最大限に世の中が浮かれるように思えるクリスマスイブ。
 雪がちらついてホワイトクリスマスになりそうだった。

 寒さよりも嬉しさが勝る粉雪を見て目を細める。
 今年は寒々しい気持ちで1人寂しく過ごさずに済みそうだった。

 私の隣では微笑む澤口の姿が……。

「おめでとう〜。」

 華やかな会場で誰よりも輝いて幸せいっぱいな花嫁にみんなが祝福を送る。

「知世。すごく綺麗。」

「ふふっ。ありがとう。
 朱音もドレス新調したんだね。
 すごく似合ってて素敵だよ。
 澤口くんと並ぶとお似合いの恋人って感じ。」

「………もう。知世。」

「それはどうも。」

 澤口がしれっとお礼を言って、なんだか腹立たしい。

 化粧を変えたせいで今までのドレスが似合わないんじゃないのか?って嫌味半分なことを言われて澤口と一緒に見に行った。

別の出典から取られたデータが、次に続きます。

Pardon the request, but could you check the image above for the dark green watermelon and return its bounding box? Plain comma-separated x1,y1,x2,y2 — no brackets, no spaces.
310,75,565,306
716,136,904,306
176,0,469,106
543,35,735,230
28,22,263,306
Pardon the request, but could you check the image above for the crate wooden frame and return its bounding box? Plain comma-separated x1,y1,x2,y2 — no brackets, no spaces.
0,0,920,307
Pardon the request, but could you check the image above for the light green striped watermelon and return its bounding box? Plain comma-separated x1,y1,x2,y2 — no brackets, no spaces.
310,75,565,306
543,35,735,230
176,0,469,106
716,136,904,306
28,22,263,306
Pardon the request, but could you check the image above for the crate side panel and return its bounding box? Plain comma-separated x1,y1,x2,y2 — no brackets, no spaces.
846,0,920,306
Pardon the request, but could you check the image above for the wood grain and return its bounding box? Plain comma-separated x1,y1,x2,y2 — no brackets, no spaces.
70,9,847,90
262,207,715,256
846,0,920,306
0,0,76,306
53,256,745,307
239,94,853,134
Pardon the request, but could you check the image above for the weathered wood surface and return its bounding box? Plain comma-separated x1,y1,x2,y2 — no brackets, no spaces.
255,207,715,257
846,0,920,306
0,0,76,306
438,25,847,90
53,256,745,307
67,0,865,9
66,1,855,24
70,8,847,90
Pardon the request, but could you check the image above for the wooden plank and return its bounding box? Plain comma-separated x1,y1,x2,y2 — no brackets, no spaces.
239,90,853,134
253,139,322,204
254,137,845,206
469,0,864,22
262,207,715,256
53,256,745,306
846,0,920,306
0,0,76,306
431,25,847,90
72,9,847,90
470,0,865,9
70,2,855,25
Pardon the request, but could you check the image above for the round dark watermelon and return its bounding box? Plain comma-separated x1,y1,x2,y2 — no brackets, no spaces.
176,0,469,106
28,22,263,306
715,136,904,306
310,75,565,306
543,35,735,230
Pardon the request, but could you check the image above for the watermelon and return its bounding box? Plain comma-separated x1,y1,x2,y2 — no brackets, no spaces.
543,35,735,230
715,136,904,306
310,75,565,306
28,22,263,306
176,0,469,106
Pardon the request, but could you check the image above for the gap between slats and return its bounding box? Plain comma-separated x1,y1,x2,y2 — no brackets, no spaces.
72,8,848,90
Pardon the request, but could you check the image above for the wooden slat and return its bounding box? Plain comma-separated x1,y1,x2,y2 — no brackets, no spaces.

 そのままお買い上げして現在に至るから、澤口こそ貢ぎ体質なんじゃない?と心配になる。

 澤口も知世の同期として、、というよりも私の婚約者として結婚式に参加している。
 呼ばなくていいっていうのに「一緒に来てよ!」って聞かない知世の言葉に甘える形になった。